Seit nunmehr 60 Jahren "fliegt" er über die Straßen des heutigen vereinten Deutschlands. Der "Vogel", um den es geht, ist die Simson KR 51 "Schwalbe" - der Kult-Roller aus der ehemaligen DDR. In ganz Deutschland gibt es zahlreiche Fan-Clubs und Menschen, die helfen, wenn sich die Schwalbe mal "den Flügel geknickt" hat. Einer davon ist Steven Seinig aus Brackenheim-Dürrenzimmern (Kreis Heilbronn), 45 Jahre alt und ursprünglich aus dem Erzgebirge. Er repariert seit über 30 Jahren alte DDR-Mopeds und -Roller, baut sie wieder zusammen oder motzt sie auf.
Wie das Schrauben seine Leidenschaft wurde und was die alten Mopeds aus- und zum Kultobjekt macht, darüber hat SWR-Reporter Jan Arnecke mit ihm in seiner Werkstatt gesprochen.
Leidenschaft fürs Reparieren liegt in der Familie
Schon der Großvater hat alles repariert, was einen Motor hatte. Mit 12 oder 13 Jahren ist er dann das erste Mal "auf so einem Ding", also einer Schwalbe, gesessen, so Seinig. Er hat "Spaß gehabt" und ist dann "in das Thema reingewachsen", erzählt Seinig aus seiner Kindheit. Nach dem Fahren kam das Schrauben.
Mein Opa hatte auch so eine Werkstatt. Der hat dort Trabant, Wartburg [DDR-Automarke, Anm. d. Red.] und die Lkw für die Feuerwehr im Dorf geschraubt und damit bin ich eben groß geworden.
Und die Leidenschaft für das Schrauben hält bis heute an. Über 30 Jahre später ist das Hobby fast Nebenjob geworden. Dennoch macht es Steven Seinig auch heute noch mit Spaß und Leidenschaft: "Dieser fröhliche Gesichtsausdruck des Kunden, wenn sein Fahrzeug wieder funktioniert", freut er sich im Gespräch mit dem SWR.

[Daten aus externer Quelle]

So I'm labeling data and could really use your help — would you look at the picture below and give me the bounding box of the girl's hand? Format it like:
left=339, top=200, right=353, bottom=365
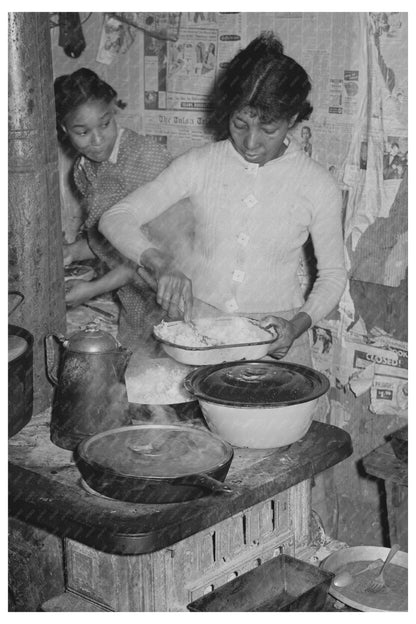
left=260, top=316, right=298, bottom=360
left=65, top=280, right=96, bottom=307
left=156, top=269, right=193, bottom=321
left=64, top=243, right=75, bottom=266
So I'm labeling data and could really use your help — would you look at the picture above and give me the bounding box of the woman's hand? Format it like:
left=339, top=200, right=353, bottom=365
left=260, top=316, right=297, bottom=359
left=260, top=312, right=312, bottom=359
left=64, top=238, right=95, bottom=266
left=64, top=243, right=76, bottom=266
left=137, top=247, right=193, bottom=321
left=156, top=269, right=193, bottom=321
left=65, top=280, right=96, bottom=307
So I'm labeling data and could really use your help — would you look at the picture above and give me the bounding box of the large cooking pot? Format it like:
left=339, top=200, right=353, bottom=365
left=184, top=360, right=329, bottom=448
left=74, top=425, right=234, bottom=504
left=8, top=292, right=33, bottom=438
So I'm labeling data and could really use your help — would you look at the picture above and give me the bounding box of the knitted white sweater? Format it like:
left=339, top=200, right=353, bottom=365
left=99, top=138, right=346, bottom=323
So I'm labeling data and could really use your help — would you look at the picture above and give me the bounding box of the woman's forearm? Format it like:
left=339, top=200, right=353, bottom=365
left=140, top=247, right=173, bottom=280
left=86, top=265, right=135, bottom=297
left=66, top=238, right=96, bottom=260
left=290, top=312, right=312, bottom=338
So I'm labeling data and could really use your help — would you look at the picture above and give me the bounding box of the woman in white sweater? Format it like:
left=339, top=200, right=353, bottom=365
left=100, top=34, right=346, bottom=364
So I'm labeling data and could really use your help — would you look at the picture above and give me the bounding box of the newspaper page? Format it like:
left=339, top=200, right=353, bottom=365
left=144, top=13, right=242, bottom=156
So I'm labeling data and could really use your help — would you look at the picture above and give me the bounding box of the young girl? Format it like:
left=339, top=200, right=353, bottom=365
left=55, top=68, right=171, bottom=348
left=100, top=33, right=346, bottom=365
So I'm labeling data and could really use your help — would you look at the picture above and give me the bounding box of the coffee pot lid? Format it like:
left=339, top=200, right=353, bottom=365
left=66, top=322, right=120, bottom=353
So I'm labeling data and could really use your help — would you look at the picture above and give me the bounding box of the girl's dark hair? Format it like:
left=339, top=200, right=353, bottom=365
left=207, top=32, right=313, bottom=140
left=54, top=67, right=126, bottom=142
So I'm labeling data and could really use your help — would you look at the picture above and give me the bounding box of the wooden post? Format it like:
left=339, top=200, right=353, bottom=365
left=8, top=13, right=66, bottom=414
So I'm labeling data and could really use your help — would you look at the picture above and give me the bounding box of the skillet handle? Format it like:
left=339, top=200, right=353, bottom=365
left=173, top=473, right=233, bottom=494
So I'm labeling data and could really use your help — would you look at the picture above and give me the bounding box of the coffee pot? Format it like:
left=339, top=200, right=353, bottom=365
left=45, top=322, right=132, bottom=450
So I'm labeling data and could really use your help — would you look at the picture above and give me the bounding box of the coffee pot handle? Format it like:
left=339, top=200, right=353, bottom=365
left=45, top=334, right=66, bottom=386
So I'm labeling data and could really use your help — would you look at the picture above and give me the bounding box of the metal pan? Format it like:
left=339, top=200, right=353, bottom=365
left=75, top=425, right=234, bottom=504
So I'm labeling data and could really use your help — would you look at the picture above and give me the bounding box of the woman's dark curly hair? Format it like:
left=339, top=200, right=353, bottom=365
left=54, top=67, right=126, bottom=142
left=207, top=32, right=312, bottom=140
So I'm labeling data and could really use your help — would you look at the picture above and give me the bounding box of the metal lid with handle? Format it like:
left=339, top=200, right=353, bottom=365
left=184, top=360, right=329, bottom=407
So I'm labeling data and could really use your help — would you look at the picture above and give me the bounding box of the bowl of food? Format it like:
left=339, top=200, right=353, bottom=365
left=184, top=360, right=329, bottom=449
left=153, top=316, right=276, bottom=366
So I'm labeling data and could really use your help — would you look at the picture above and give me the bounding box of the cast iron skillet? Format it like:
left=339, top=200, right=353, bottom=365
left=74, top=425, right=234, bottom=504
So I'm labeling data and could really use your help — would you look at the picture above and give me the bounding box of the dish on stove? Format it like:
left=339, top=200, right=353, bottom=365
left=153, top=316, right=276, bottom=366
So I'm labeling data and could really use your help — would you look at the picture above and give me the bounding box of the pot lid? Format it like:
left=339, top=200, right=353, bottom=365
left=184, top=360, right=329, bottom=407
left=77, top=425, right=233, bottom=479
left=66, top=322, right=120, bottom=353
left=9, top=334, right=28, bottom=362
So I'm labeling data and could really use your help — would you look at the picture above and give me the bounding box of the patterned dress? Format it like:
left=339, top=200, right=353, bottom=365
left=74, top=128, right=171, bottom=353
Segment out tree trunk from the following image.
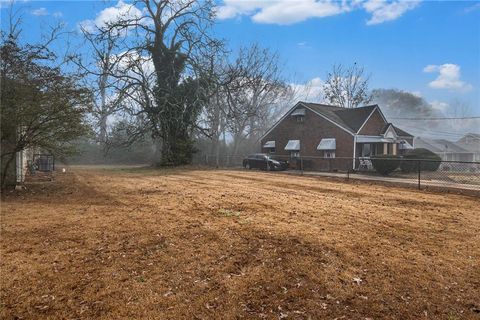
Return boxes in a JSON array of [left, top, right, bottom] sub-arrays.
[[1, 152, 17, 190]]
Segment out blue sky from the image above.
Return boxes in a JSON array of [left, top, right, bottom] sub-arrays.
[[1, 0, 480, 119]]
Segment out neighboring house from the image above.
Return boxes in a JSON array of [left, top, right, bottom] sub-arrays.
[[1, 126, 34, 187], [415, 137, 475, 162], [457, 133, 480, 162], [261, 101, 413, 170]]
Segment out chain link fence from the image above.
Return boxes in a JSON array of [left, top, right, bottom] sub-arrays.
[[196, 155, 480, 191]]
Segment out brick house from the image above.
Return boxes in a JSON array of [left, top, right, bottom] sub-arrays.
[[260, 101, 413, 170]]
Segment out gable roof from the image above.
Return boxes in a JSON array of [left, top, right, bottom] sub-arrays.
[[415, 138, 469, 153], [393, 126, 413, 137], [381, 122, 413, 137], [300, 101, 378, 133], [260, 101, 413, 139]]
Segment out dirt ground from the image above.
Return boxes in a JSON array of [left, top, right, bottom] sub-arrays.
[[0, 167, 480, 320]]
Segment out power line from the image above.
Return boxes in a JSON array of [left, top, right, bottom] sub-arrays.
[[389, 116, 480, 121]]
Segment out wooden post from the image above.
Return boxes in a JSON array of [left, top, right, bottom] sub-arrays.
[[417, 160, 421, 190]]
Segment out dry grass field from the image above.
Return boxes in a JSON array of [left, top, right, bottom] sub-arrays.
[[0, 168, 480, 320]]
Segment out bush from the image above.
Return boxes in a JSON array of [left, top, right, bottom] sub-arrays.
[[400, 148, 442, 173], [371, 154, 400, 176]]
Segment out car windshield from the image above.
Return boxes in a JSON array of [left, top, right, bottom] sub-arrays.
[[267, 156, 282, 161]]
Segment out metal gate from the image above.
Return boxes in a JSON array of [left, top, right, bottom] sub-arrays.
[[33, 154, 55, 171]]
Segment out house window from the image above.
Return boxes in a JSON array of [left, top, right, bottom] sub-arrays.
[[323, 150, 335, 158], [290, 151, 300, 158], [387, 143, 393, 154], [362, 143, 372, 157]]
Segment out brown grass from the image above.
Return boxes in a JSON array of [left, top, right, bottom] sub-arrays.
[[0, 168, 480, 319]]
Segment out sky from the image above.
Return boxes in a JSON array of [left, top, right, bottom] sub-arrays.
[[0, 0, 480, 136]]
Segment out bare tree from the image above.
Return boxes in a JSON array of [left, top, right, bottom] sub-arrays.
[[323, 63, 372, 108], [97, 0, 218, 165], [69, 26, 125, 147], [224, 44, 288, 159], [0, 15, 90, 189]]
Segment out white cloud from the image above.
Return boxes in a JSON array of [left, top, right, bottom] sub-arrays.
[[291, 77, 323, 103], [410, 91, 422, 98], [363, 0, 420, 25], [423, 63, 472, 92], [32, 8, 48, 16], [80, 0, 143, 32], [463, 3, 480, 13], [217, 0, 419, 25], [430, 100, 449, 113], [217, 0, 351, 25]]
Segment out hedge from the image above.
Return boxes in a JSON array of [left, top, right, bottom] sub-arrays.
[[400, 148, 442, 173], [371, 154, 401, 176]]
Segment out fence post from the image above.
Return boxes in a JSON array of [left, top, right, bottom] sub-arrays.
[[417, 160, 422, 190]]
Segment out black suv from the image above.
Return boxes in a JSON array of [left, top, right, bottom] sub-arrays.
[[243, 153, 288, 170]]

Die Schwalbe: Schnell, zerlegbar und quasi ohne Grenzen modifizierbar
Die Leidenschaft steckt ihm also quasi im Blut. Die Gründe, warum aber Klein wie Groß, Jung wie Alt im wahrsten Sinne des Wortes auf die alten DDR-Maschinen abfahren, könnten unterschiedlicher nicht sein:
Nostalgie ist es für die einen, ein quasi "unkaputtbares" Fahrzeug für die anderen, da bis heute Ersatzteile produziert werden - ein Tuning-Objekt, bei dem den Gestaltungs- und Leistungswünschen des Kunden oder der Kundin quasi keine Grenzen gesetzt sind. Bis hin zu einem Roller, der 60 Stundenkilometer schafft und schon mit 15 Jahren gefahren werden darf, während alle anderen Roller für diese Altersklasse auf 45 Stundenkilometer beschränkt sind.
Kunden aus dem Umkreis und von weit her
Das macht die Schwalbe und ihre "Artgenossen" für die Kundinnen und Kunden von Steven Seinig besonders. Zu ihm kommen vor allem Menschen aus dem Umkreis von etwa 30 Kilometern um Dürrenzimmern, erzählt er. Doch der Kreis weitet sich, denn immer weniger Leute bieten Reparaturen oder Neuaufbauten an, wie er das macht.
So hat er beispielsweise zuletzt ein Moped für einen Kunden in der Schweiz neu aufgebaut. "Da ist eigentlich nur noch der Rahmen original", sagt er. Seinig arbeitet auch mit einer Pulverei und Lackiererei zusammen - das Fahrzeug sieht quasi nagelneu aus. Einen Motor hat er auch schon nach Sylt geschickt, ganz normal im Paket mit der Post. "Da muss man dann nur das Öl rauslassen", erklärt Seinig.